Aktuelle, Rückblick

Desniansky Raion

Cyprien Gaillard

09.11.2022 - 07.12.2022


Eröffnungstermin: Mittwoch, 9. November 2022 20:00 Uhr

Cyprien Gaillards Film Desniansky Raion (2007) besteht aus selbst gedrehtem und gefundenem Filmmaterial aus vier europäischen Städten: ein Blick auf einen modernistischen Wolkenkratzer im Zentrum von Belgrad, eine Schlägerei zwischen Fußballfans inmitten von Betonhochhäusern in St. Petersburg, ein Video eines Wohnkomplexes in Meaux bei Paris, in dem auf ein Lichtspektakel seine Sprengung erfolgt, und ein Flug über eine schneebedeckte Stadtlandschaft im Desniansky-Distrikt von Kiew. Die einstmals gebauten Strukturen zukünftiger gesellschaftlicher Ordnung werden in Desniansky Raion zur Kulisse männlicher Gewaltausbrüche: Bei der Schlägerei handelt es sich um eine organisierte Kampfsubkultur, die von den Organisatoren dokumentiert und in den sozialen Medien zelebriert wird. Die von dem Musiker Koudlam eigens für den Film komponierte Musik überwältigt und lähmt die Zuschauer:innen. Der Sound dystopischer Science-Fiction Filme und die urbanen ruinösen Landschaften, auf denen die Kamera beinahe unerträglich lang verweilt, vermitteln ein Bild einer fernen Zukunft ohne Menschen, die im Errichten ihrer Ordnungen sich selbst vernichten. Es ist eine Welt in einer Katastrophe, die ihre Zerstörung zelebriert. Cyprien Gaillard (*1980 in Paris, lebt und arbeitet in New York und Berlin) richtet in seinen Filmen, Fotografien und Installationen den Fokus auf Werden und Vergehen der von Menschen geschaffenen Landschaften und Architekturen. In ihrer Ästhetik des Ruinösen, des Maroden und der Zerstörung bietet sein in zahlreichen renommierten Institutionen gezeigtes Werk einen harten und atmosphärisch verdichteten Blick auf die Gegenwart.

Vorschau

James Gregory Atkinson

11.01.2023 - 10.02.2023


Eröffnung: Mittwoch, 11. Januar 2023 20:00 Uhr

Rückblick

Staged Archive,

Maryam Jafri

19.12.2013 - 14.02.2014


Eröffnungstermin: Donnerstag, 19. Dezember 2013 20:00 Uhr

Studiengalerie 1.357, IG Farben Haus, Campus Westend, Goethe Universität,
Grüneburgplatz 1, 1 Stock (rechts), 60322 Frankfurt am Main

Maryam Jafri inszeniert in dem Film Staged Archive eine traumartig verfremdete Gerichtsverhandlung über einen Mord, der in der kolonialen Vergangenheit der heutigen Republik Ghana stattgefunden hat. Der Film verbindet eine inhaltliche mit einer formalen Reflexionsebene. Er zeigt, wie das Nachdenken über kollektive Erinnerung an historische Schuld mit der kulturellen Autorität von Bildmedien und Bildarchiven verwoben ist. Dazu verschmelzt Jafri verschiedene Filmgenres und medialen Gattungen, lehnt ihre Szenen zugleich an den Stil des Film Noirs, an Roadmovies und das europäische Autorenkino an. Es entsteht ein surreales Geschehen: Der Protagonist, der abwechselnd als Kind und Erwachsener auftritt, ist zugleich Zuschauer und Angeklagter, der dargestellte Gerichtraum gleicht einer Theaterszenerie und die Vorstellung einer linearen Zeit zersetzt sich in den unwirklichen Bildern.

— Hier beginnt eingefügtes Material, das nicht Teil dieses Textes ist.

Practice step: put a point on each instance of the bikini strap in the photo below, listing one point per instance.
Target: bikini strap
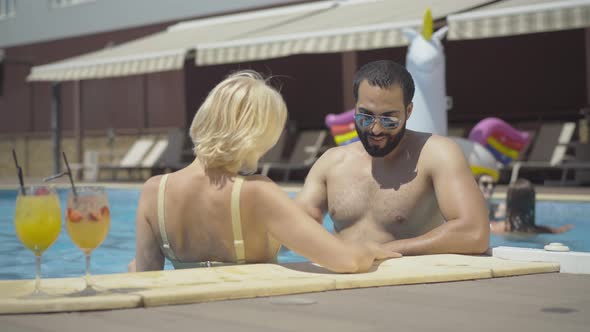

Die reduzierte Kulisse mit grell oranger Farbgebung zitiert die utopische Welt von Rainer Werner Fassbinders "Querelle" (1982) und die phantasmagorische Rauminszenierung im Epilog seines Opus Magnum "Berlin Alexanderplatz" (1979/80). Jafri verwebt historische Bezüge mit Zitaten aus der Filmgeschichte zu fiebrigen Alptraumszenen, in denen sich die Zeitebenen überlappen und eine kohärente Erzählstruktur einem Netz aus Anspielungen, Hinweisen und Zitaten weicht.

Die 1972 in Pakistan geborene Künstlerin Maryam Jafri lebt und arbeitet in Kopenhagen und New York. Neben internationalen Ausstellungen waren ihre Arbeiten im Neuen Berliner Kunstverein und zuletzt im Bielefelder Kunstverein zu sehen.